The Accountability Vacuum
When you replace headcount with API calls, who explains what went wrong?
As I write this, tech Twitter is collectively buying Mac Minis to run autonomous AI assistants that can execute terminal commands, install software, and manage other AIs. All while their owners are “out on a walk.” Users are calling it “hiring my first full-time AI employee.” The comment threads are full of people sharing how their AI “accidentally started a fight with my insurance company” and “runs my company.”
Meanwhile, IBM understood something forty-seven years ago:

“A computer can never be held accountable, therefore a computer must never make a management decision.” — IBM Training Manual, 1979
Forty-seven years ago, IBM understood something that’s been memory-holed in the current rush to replace jobs with API calls: accountability requires agency. Agency requires the capacity to be held responsible.
The principle wasn’t controversial then. It shouldn’t be controversial now.
And yet.
My LinkedIn feed has become a rolling obituary. Not of tasks eliminated, but of roles. Entire positions replaced by AI systems that cannot be fired, disciplined, questioned in a post-mortem, or asked what they were thinking.
They weren’t thinking. They were predicting the next token.
This isn’t an argument against AI. It’s an argument against a specific flavour of organisational negligence that’s being dressed up as innovation.
The data bears this out. McKinsey’s latest numbers show 80% of companies have deployed generative AI in some form; and roughly 80% report no material impact. Nine in ten function-specific use cases remain stuck in pilot mode. That’s not “early days.” That’s a pattern.
Tasks vs. roles
There’s a distinction being ignored in most AI deployment conversations: the difference between automating tasks and eliminating roles.
Automating tasks is sensible. If AI can summarise documents, generate first drafts, process routine requests, or surface relevant information faster than a human—good. Use it. That’s what tools are for.
Eliminating roles assumes something more aggressive: that the role was those tasks. That nothing remains once you subtract the automatable components.
This is almost never true for roles involving judgement.

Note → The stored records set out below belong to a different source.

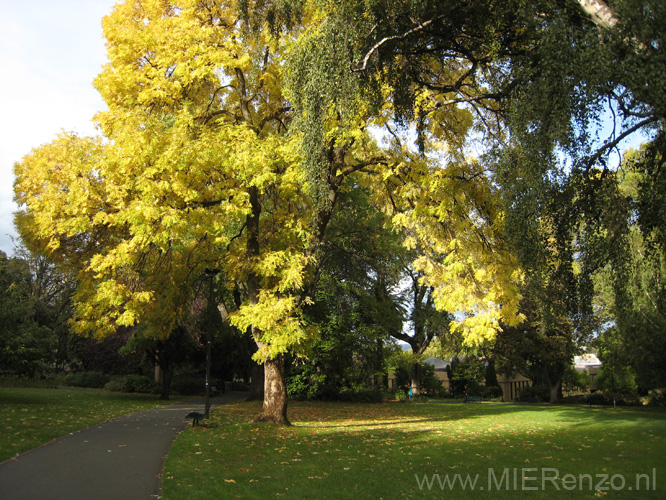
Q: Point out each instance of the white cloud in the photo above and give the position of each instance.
(50, 52)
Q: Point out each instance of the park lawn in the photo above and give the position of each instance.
(31, 417)
(393, 450)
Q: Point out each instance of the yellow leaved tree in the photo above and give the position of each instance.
(201, 166)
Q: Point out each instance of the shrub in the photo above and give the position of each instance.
(492, 392)
(619, 379)
(361, 394)
(133, 383)
(188, 385)
(14, 381)
(94, 380)
(657, 397)
(607, 399)
(239, 386)
(534, 393)
(115, 385)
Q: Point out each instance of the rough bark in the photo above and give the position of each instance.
(416, 378)
(275, 393)
(257, 385)
(554, 391)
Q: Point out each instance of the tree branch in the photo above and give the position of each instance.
(364, 63)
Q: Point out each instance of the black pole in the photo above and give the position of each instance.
(209, 334)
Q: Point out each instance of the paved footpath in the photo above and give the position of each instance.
(121, 459)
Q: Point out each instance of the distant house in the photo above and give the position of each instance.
(511, 386)
(588, 363)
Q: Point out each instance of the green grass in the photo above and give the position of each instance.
(354, 451)
(30, 417)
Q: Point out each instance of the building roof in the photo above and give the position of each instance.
(586, 361)
(438, 364)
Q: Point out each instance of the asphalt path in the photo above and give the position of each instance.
(121, 459)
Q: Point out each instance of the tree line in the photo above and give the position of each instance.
(284, 142)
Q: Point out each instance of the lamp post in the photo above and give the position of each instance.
(210, 274)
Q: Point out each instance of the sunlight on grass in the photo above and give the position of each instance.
(388, 450)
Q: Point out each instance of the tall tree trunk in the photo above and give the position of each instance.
(275, 390)
(275, 393)
(416, 378)
(554, 391)
(257, 384)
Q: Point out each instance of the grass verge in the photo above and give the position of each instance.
(431, 450)
(30, 417)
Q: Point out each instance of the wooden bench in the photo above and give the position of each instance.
(196, 417)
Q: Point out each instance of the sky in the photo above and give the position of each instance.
(50, 53)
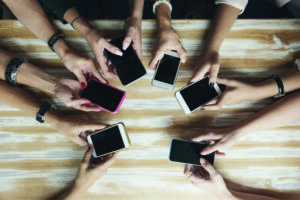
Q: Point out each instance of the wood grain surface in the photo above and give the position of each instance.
(38, 163)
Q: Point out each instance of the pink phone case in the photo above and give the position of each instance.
(119, 106)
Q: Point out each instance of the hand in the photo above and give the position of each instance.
(133, 34)
(98, 43)
(88, 173)
(208, 179)
(236, 92)
(219, 139)
(207, 63)
(84, 68)
(74, 127)
(68, 91)
(167, 40)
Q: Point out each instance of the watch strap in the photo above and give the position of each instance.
(280, 86)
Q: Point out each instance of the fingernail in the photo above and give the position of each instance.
(83, 85)
(202, 161)
(118, 52)
(125, 45)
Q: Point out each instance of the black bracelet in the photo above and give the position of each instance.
(280, 86)
(75, 20)
(53, 39)
(12, 68)
(45, 107)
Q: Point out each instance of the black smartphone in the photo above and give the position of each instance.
(184, 151)
(166, 72)
(128, 67)
(197, 94)
(106, 97)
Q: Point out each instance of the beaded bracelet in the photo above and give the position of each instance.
(54, 38)
(12, 69)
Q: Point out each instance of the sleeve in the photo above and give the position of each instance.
(240, 4)
(58, 8)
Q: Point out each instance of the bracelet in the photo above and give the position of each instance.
(12, 69)
(45, 107)
(280, 86)
(158, 2)
(53, 39)
(75, 20)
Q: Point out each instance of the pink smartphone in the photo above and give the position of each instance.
(104, 96)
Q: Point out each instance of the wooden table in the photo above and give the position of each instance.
(37, 163)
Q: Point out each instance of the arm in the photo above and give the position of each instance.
(31, 14)
(166, 39)
(87, 175)
(280, 113)
(67, 90)
(237, 91)
(220, 26)
(208, 179)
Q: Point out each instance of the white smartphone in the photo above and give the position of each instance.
(109, 140)
(167, 70)
(196, 95)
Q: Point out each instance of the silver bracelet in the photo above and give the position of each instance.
(12, 69)
(158, 2)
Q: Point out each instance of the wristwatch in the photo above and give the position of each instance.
(280, 86)
(45, 107)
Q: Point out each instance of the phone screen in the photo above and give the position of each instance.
(107, 141)
(167, 69)
(198, 94)
(189, 152)
(128, 67)
(103, 95)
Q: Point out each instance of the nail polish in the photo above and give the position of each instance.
(83, 85)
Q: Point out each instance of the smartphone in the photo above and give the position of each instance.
(188, 152)
(167, 70)
(106, 97)
(128, 67)
(196, 95)
(109, 140)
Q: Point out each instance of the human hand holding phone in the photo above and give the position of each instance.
(133, 35)
(208, 179)
(235, 92)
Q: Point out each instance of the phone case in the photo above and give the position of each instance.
(121, 102)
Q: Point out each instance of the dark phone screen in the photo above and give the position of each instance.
(128, 67)
(167, 69)
(198, 94)
(103, 95)
(107, 141)
(189, 152)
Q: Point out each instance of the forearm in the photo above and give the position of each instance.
(280, 113)
(269, 87)
(19, 98)
(136, 8)
(28, 74)
(220, 26)
(248, 196)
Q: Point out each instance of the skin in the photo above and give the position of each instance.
(31, 14)
(166, 39)
(98, 42)
(87, 175)
(208, 179)
(208, 61)
(280, 113)
(66, 90)
(71, 126)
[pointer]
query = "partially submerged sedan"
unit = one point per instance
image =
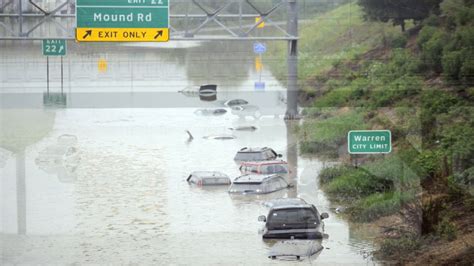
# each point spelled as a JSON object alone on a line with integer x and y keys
{"x": 256, "y": 154}
{"x": 265, "y": 167}
{"x": 258, "y": 184}
{"x": 208, "y": 178}
{"x": 293, "y": 221}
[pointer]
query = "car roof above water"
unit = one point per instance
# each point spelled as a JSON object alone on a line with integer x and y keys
{"x": 253, "y": 179}
{"x": 285, "y": 202}
{"x": 209, "y": 174}
{"x": 254, "y": 149}
{"x": 264, "y": 162}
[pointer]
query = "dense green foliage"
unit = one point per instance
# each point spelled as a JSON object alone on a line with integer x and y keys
{"x": 417, "y": 84}
{"x": 398, "y": 11}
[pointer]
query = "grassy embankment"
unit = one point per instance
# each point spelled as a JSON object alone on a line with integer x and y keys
{"x": 365, "y": 75}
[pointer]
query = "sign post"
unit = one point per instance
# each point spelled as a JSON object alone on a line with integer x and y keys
{"x": 122, "y": 20}
{"x": 369, "y": 141}
{"x": 54, "y": 47}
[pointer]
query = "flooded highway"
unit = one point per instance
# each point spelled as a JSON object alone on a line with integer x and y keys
{"x": 98, "y": 174}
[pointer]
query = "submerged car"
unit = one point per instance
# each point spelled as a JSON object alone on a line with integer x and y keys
{"x": 256, "y": 154}
{"x": 203, "y": 90}
{"x": 235, "y": 102}
{"x": 264, "y": 167}
{"x": 258, "y": 184}
{"x": 208, "y": 178}
{"x": 293, "y": 220}
{"x": 209, "y": 112}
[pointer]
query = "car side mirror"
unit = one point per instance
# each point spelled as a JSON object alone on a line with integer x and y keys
{"x": 324, "y": 215}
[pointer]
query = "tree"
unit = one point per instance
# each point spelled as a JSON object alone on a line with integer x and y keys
{"x": 398, "y": 11}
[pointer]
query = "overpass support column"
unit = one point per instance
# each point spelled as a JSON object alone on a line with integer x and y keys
{"x": 292, "y": 80}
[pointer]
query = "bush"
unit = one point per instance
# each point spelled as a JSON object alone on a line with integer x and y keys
{"x": 405, "y": 244}
{"x": 399, "y": 41}
{"x": 329, "y": 173}
{"x": 356, "y": 184}
{"x": 425, "y": 35}
{"x": 452, "y": 63}
{"x": 379, "y": 205}
{"x": 432, "y": 50}
{"x": 331, "y": 131}
{"x": 446, "y": 229}
{"x": 429, "y": 163}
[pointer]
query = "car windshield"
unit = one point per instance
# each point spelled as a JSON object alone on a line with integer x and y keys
{"x": 215, "y": 181}
{"x": 246, "y": 188}
{"x": 274, "y": 169}
{"x": 249, "y": 156}
{"x": 292, "y": 218}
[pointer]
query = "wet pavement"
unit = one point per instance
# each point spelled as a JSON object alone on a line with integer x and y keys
{"x": 117, "y": 193}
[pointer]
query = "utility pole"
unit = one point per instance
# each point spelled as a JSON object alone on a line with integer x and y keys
{"x": 292, "y": 85}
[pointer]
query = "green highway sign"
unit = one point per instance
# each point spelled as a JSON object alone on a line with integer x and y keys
{"x": 122, "y": 20}
{"x": 54, "y": 47}
{"x": 369, "y": 141}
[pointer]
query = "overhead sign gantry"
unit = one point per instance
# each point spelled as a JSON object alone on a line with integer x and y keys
{"x": 122, "y": 20}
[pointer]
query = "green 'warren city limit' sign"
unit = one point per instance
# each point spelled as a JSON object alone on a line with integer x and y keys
{"x": 54, "y": 47}
{"x": 369, "y": 141}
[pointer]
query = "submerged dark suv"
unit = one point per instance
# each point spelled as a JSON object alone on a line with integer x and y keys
{"x": 293, "y": 220}
{"x": 256, "y": 154}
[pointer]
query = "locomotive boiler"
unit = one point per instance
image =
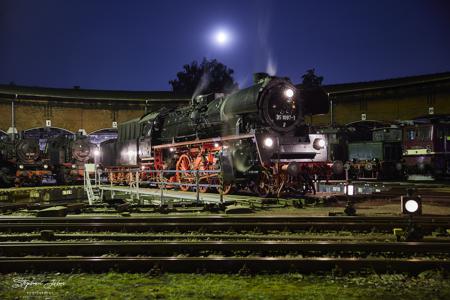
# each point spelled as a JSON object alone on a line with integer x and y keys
{"x": 256, "y": 137}
{"x": 68, "y": 154}
{"x": 22, "y": 162}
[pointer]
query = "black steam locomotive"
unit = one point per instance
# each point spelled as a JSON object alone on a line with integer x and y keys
{"x": 42, "y": 156}
{"x": 256, "y": 137}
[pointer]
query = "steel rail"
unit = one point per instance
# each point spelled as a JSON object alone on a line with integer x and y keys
{"x": 216, "y": 227}
{"x": 217, "y": 264}
{"x": 229, "y": 219}
{"x": 225, "y": 247}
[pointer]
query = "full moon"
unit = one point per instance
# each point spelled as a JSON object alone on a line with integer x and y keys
{"x": 222, "y": 37}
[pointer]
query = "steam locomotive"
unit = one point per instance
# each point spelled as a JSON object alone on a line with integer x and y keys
{"x": 34, "y": 159}
{"x": 256, "y": 137}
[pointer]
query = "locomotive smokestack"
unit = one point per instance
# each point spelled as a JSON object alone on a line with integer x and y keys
{"x": 257, "y": 77}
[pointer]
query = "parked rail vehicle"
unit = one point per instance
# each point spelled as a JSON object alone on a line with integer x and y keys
{"x": 364, "y": 150}
{"x": 426, "y": 148}
{"x": 379, "y": 158}
{"x": 23, "y": 163}
{"x": 68, "y": 155}
{"x": 256, "y": 137}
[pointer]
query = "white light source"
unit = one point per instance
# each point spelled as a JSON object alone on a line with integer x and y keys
{"x": 349, "y": 190}
{"x": 222, "y": 37}
{"x": 319, "y": 143}
{"x": 411, "y": 206}
{"x": 268, "y": 142}
{"x": 289, "y": 93}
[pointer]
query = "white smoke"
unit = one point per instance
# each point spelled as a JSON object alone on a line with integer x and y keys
{"x": 204, "y": 81}
{"x": 271, "y": 67}
{"x": 264, "y": 22}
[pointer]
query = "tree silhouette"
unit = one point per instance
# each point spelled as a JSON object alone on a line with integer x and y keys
{"x": 210, "y": 76}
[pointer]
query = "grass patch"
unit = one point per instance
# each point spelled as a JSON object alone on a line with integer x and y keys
{"x": 428, "y": 285}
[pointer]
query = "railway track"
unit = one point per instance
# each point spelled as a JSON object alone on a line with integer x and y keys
{"x": 231, "y": 254}
{"x": 221, "y": 224}
{"x": 217, "y": 264}
{"x": 239, "y": 248}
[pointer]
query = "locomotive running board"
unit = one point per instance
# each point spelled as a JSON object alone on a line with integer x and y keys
{"x": 210, "y": 140}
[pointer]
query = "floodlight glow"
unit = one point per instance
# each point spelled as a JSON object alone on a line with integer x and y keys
{"x": 349, "y": 190}
{"x": 411, "y": 206}
{"x": 268, "y": 142}
{"x": 289, "y": 93}
{"x": 319, "y": 144}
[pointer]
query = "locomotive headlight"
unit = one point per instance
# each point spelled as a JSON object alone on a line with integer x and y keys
{"x": 268, "y": 142}
{"x": 319, "y": 144}
{"x": 289, "y": 93}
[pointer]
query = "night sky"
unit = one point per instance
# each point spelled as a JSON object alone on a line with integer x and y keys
{"x": 141, "y": 45}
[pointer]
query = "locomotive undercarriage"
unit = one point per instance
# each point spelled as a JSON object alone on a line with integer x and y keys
{"x": 203, "y": 164}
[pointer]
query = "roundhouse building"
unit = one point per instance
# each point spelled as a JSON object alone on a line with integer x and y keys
{"x": 95, "y": 110}
{"x": 76, "y": 109}
{"x": 387, "y": 100}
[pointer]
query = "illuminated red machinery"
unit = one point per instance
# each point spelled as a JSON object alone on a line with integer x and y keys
{"x": 254, "y": 139}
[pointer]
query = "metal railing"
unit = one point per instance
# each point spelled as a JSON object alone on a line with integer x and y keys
{"x": 133, "y": 178}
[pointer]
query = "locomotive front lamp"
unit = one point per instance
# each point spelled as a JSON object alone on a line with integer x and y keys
{"x": 289, "y": 93}
{"x": 319, "y": 144}
{"x": 268, "y": 142}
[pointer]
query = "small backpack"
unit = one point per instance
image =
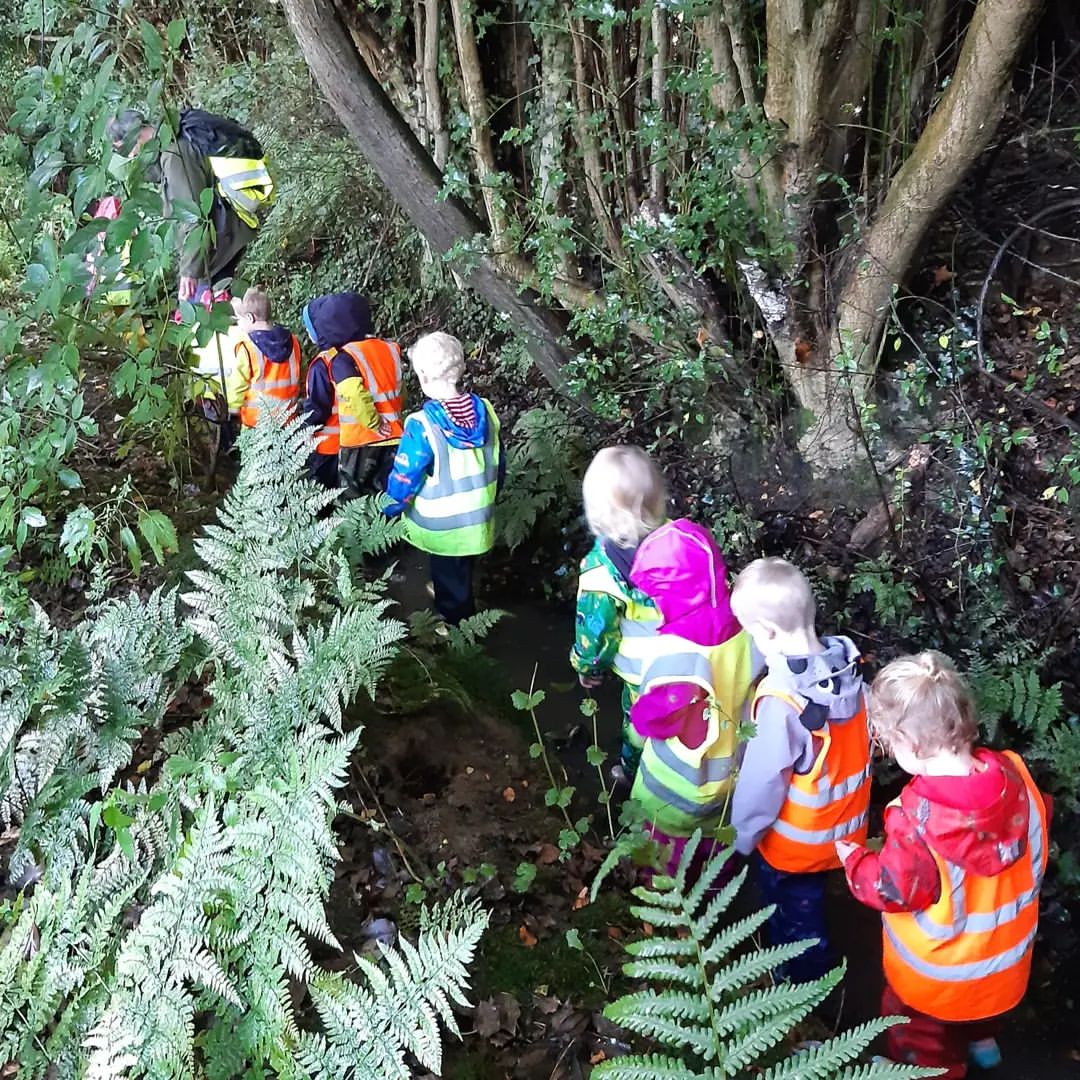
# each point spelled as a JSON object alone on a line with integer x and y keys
{"x": 235, "y": 159}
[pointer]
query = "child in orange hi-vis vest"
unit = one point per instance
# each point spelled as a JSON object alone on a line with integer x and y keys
{"x": 958, "y": 878}
{"x": 267, "y": 367}
{"x": 805, "y": 779}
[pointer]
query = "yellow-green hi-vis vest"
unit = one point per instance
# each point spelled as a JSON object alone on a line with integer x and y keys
{"x": 637, "y": 628}
{"x": 454, "y": 512}
{"x": 684, "y": 788}
{"x": 245, "y": 185}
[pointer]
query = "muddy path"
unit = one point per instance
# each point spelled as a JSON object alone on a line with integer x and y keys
{"x": 539, "y": 1002}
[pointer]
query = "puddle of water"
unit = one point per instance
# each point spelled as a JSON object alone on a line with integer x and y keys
{"x": 532, "y": 638}
{"x": 1037, "y": 1040}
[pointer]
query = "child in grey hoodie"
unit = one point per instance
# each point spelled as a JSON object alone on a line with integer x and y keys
{"x": 805, "y": 780}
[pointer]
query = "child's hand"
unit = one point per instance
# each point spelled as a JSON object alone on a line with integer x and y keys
{"x": 845, "y": 848}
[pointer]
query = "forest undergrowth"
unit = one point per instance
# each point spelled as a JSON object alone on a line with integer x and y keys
{"x": 957, "y": 528}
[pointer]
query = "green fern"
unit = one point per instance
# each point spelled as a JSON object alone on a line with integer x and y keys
{"x": 1014, "y": 696}
{"x": 714, "y": 1006}
{"x": 169, "y": 918}
{"x": 543, "y": 473}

A content strategist doesn’t just produce content. They recognise when the brief is wrong. They know which stakeholder will object and why. They remember what was tried two years ago and why it failed. They notice when the data says one thing but the situation suggests another.
An editor doesn’t just fix grammar. They understand what the publication is for, what the audience will tolerate, when a piece is technically correct but editorially wrong.
A junior analyst doesn’t just run reports. They’re learning the organisation; building the context and judgement that will eventually make them senior, make them a manager, make them someone capable of decisions that can’t be automated.
Eliminate the role and you don’t just lose the tasks. You lose institutional knowledge, contextual judgement, pattern recognition that comes from being embedded in the work. You lose the ability to notice when something is off before it becomes a problem.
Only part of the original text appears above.